Eu mesma entrei no meu casulo no tempo certinho, sem nem saber o que aquilo significava. Estava ansiosa por aquela nova fase da vida, mas não sabia que junto com as muitas memórias boas também viriam muitas outras que iria querer esquecer. Mas essa é a realidade, né? Não dá pra ser feliz o tempo todo - se até a lagarta e a borboleta têm que fugir de predadores ou coisas do tipo porque comigo seria diferente? 

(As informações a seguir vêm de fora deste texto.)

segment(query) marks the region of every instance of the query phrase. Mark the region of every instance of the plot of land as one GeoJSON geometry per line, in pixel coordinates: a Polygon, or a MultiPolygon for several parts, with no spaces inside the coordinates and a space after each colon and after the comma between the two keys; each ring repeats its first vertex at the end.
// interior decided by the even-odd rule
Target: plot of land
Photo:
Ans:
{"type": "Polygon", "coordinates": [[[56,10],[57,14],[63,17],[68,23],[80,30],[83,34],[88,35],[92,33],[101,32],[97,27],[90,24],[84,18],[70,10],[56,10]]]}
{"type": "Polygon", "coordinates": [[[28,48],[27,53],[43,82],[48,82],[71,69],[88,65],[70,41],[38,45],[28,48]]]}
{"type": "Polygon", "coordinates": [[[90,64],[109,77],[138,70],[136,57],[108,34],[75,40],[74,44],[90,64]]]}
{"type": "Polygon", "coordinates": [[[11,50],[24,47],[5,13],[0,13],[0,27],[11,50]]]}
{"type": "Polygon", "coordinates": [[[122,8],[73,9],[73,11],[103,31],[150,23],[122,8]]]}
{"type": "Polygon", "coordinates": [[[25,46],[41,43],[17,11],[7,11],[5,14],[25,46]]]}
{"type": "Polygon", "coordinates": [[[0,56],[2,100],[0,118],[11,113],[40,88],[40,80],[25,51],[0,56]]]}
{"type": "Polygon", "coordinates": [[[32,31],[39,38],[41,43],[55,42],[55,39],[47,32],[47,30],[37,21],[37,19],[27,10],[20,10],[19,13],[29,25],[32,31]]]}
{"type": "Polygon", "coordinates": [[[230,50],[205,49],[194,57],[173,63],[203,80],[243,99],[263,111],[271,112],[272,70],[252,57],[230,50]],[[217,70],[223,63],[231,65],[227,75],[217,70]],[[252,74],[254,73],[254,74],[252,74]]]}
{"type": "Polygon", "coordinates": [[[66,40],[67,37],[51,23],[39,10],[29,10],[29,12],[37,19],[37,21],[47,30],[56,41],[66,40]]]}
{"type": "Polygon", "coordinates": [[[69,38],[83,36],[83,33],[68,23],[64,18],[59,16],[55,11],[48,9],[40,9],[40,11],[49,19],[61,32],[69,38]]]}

Uma mania nossa é admirar o tempo todo só a borboleta. Suas cores, sua beleza, sua delicadeza. Mas a gente esquece que um dia ela foi casulo e lagarta. A gente esquece de todo o processo que a levou até esse momento. A gente esquece que lagarta e borboleta são a mesma espécie. Por mais que as duas pareçam tão diferentes, a única coisa que as separam é o tal do casulo: essa experiência de mudança, de amadurecimento, de evolução. Somos do mesmo jeito. Ainda levamos alguns trejeitos daquela criança travessa que um dia fomos, assim como a borboleta leva os mesmos genes da lagarta dentro de si, o que muda agora é que fomos moldados a ferro quente pelas adversidades que a vida jogou em nosso colo, pelas pessoas que cruzaram nosso caminho, pelas experiências boas e nem tão boas assim que passamos, pelas coisas que aprendemos e pelas histórias que vivemos. Tudo isso nos transformou e nos transforma nas pessoas que somos hoje. Somos uma metamorfose ambulante.

A verdade é que, apesar de todo o sofrimento que vem junto com esse processo, está sendo divertido ver o desenrolar de algumas descobertas. Mal posso esperar pra conhecer a borboleta que eu vou ser.